Ultimately, FT managers are positioning the shake-up as a positive move designed to increase the pace and quality of the newspaper's journalism in the digital age.
If the new regime provides a slicker service without compromising the quality of the overall product, then it seems the axe-wielding will be seen to have been wholly justified.
FT: why cost-cutting was on the cards
Current operating margins at the FT are one per cent. Six years ago the figure was 27 per cent. The cutbacks are expected to save around £2.5m.
The FT made a profit of £2m last year. By contrast, parent company Pearson made £80m from its electronic info arm IDC, and a further £18m from newspapers other than the FT in the same period.

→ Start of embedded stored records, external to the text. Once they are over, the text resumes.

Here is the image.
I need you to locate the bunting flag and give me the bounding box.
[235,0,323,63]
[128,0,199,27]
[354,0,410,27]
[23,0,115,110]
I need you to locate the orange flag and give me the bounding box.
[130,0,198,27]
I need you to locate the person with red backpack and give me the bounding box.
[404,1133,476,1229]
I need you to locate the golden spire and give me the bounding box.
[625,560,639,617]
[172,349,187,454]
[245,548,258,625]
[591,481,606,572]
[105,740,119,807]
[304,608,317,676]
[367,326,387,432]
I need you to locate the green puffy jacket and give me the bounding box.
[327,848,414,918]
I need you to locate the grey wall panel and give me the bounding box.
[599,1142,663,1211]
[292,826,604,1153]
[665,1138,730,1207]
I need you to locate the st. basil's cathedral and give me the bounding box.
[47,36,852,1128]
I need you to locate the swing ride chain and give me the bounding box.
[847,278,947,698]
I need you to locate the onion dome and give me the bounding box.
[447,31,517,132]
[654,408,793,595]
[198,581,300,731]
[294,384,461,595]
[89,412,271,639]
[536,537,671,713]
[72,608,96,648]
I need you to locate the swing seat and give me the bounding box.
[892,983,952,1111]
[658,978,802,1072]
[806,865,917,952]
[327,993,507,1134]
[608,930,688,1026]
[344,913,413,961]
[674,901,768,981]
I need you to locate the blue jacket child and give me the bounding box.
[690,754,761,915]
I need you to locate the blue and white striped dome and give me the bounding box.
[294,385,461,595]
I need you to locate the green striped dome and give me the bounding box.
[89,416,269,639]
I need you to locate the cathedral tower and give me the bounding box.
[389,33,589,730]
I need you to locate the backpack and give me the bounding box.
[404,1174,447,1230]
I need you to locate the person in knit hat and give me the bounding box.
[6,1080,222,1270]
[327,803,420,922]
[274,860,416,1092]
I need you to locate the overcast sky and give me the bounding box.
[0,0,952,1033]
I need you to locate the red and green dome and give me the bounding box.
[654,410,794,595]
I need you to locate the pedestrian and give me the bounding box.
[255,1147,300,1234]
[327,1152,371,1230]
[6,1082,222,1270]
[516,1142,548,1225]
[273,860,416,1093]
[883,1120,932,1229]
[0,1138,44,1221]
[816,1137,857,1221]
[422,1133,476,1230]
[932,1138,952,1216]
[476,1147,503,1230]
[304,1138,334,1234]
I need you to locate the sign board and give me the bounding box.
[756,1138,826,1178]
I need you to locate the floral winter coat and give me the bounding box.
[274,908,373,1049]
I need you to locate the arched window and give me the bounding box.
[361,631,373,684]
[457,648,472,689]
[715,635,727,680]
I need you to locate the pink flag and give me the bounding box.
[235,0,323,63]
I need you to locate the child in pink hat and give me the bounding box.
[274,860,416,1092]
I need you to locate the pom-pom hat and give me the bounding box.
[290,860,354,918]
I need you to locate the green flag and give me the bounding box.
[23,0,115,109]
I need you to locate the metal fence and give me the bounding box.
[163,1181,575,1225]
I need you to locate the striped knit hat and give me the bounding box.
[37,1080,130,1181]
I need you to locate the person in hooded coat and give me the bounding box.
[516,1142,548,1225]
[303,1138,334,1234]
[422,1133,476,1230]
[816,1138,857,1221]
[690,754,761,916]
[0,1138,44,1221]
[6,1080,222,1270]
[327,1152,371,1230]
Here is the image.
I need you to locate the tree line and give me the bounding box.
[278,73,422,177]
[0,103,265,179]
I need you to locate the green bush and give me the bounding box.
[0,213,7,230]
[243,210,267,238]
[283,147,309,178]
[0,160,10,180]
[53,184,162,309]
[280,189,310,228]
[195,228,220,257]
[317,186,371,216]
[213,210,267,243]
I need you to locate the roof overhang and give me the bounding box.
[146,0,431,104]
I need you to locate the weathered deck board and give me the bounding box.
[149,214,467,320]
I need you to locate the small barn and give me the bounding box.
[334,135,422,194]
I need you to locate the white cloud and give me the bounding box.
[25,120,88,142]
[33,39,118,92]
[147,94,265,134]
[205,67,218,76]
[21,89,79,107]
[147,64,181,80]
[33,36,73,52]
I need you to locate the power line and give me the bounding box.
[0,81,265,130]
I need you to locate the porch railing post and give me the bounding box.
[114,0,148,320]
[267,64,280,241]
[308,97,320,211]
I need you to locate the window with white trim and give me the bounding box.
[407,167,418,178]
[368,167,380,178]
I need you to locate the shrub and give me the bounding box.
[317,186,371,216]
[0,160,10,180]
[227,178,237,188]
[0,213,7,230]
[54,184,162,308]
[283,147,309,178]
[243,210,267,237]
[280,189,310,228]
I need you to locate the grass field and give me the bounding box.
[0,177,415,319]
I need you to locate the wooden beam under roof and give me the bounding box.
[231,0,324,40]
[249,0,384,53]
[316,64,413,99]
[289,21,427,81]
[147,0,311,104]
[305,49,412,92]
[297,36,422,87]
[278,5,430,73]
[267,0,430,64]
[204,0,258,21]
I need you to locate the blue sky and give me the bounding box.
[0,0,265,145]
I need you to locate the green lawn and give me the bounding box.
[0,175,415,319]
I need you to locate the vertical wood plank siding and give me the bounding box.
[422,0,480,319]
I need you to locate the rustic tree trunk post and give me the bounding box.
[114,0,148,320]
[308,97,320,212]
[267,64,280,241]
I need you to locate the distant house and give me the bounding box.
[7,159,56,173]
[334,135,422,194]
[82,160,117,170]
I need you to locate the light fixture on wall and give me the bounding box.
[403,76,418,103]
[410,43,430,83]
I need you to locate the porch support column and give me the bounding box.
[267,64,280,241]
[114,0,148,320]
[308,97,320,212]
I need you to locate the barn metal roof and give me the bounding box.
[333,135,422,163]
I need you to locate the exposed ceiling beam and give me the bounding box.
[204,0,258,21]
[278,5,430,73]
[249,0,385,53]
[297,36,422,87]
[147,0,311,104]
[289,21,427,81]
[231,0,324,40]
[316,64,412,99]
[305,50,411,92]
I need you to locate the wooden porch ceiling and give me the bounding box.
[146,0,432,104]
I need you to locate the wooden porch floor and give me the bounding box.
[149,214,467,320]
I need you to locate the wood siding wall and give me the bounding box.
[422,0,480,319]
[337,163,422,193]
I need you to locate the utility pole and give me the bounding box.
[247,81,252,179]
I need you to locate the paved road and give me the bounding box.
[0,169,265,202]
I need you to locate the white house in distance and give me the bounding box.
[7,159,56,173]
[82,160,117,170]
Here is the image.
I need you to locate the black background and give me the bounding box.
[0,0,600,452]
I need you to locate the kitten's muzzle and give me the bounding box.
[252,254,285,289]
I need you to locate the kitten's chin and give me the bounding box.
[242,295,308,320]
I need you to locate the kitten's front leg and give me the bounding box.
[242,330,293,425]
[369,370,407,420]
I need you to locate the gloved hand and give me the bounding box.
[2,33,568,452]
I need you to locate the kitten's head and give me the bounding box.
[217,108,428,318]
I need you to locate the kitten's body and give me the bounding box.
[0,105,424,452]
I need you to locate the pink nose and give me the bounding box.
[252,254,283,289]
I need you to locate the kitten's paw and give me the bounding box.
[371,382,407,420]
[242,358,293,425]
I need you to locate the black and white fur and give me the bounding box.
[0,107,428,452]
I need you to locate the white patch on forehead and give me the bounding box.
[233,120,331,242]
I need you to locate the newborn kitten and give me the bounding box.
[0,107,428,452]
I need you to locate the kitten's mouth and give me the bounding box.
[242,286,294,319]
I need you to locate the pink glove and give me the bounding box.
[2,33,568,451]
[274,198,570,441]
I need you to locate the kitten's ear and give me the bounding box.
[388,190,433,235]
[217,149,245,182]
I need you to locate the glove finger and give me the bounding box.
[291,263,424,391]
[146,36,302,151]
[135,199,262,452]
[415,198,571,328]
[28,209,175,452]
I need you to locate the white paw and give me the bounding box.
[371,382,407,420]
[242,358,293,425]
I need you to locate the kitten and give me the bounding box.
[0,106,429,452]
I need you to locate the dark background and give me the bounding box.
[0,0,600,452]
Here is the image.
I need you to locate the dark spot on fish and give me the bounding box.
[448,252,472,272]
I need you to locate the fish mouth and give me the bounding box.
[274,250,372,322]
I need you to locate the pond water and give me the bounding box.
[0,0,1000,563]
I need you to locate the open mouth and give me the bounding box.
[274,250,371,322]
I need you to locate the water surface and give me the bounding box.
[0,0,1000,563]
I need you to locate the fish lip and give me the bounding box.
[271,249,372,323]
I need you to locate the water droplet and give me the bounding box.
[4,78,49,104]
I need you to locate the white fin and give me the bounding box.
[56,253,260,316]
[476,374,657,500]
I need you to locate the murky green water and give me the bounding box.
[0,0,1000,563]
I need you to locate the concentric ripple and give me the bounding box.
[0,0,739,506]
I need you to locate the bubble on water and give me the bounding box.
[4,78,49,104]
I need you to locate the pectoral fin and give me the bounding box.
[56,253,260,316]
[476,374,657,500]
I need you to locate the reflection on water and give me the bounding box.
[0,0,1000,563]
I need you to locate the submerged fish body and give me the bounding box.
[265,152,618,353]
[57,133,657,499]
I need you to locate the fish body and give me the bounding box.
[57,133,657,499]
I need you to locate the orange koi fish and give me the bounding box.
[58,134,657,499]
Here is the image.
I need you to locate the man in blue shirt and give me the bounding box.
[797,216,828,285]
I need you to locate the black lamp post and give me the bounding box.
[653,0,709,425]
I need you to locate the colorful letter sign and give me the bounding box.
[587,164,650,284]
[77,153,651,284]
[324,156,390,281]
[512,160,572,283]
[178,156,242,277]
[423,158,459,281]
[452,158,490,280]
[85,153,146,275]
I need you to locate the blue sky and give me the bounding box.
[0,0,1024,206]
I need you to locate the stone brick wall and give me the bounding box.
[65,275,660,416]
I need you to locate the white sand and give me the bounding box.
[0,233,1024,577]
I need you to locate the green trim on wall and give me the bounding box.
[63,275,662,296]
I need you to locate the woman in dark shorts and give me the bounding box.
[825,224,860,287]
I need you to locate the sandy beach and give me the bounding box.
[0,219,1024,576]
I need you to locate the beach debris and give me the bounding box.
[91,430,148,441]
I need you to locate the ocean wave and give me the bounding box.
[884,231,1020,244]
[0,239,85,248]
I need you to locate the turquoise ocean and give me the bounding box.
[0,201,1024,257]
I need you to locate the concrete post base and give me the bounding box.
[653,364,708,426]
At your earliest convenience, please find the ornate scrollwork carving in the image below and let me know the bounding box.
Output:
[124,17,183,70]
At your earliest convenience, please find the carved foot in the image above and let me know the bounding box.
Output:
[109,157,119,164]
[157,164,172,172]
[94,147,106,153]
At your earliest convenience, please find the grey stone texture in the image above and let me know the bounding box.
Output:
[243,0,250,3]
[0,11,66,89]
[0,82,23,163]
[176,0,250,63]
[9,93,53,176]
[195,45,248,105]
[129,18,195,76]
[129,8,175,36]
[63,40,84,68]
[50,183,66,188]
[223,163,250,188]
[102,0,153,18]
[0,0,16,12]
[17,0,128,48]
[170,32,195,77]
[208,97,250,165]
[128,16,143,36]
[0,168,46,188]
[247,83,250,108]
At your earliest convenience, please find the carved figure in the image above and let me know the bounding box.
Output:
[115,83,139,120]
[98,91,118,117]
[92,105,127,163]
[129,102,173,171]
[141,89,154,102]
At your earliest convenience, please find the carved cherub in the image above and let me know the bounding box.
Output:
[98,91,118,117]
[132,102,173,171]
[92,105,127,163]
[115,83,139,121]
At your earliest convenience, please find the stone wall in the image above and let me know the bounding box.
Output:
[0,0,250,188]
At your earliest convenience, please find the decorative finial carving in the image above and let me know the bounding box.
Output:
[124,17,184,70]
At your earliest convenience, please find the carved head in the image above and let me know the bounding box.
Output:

The ‘trophy value' of the FT to a rival would mean it could fetch at least £500m, analysts have predicted. A return to decent profitability will quieten the clamouring from investors for it to sell up…
…which is what City commentators believe will happen anyway. Shaving £2.5m from the wage bill would make it a more attractive buy.
Advertising revenues are expected to decline in the second half of this year.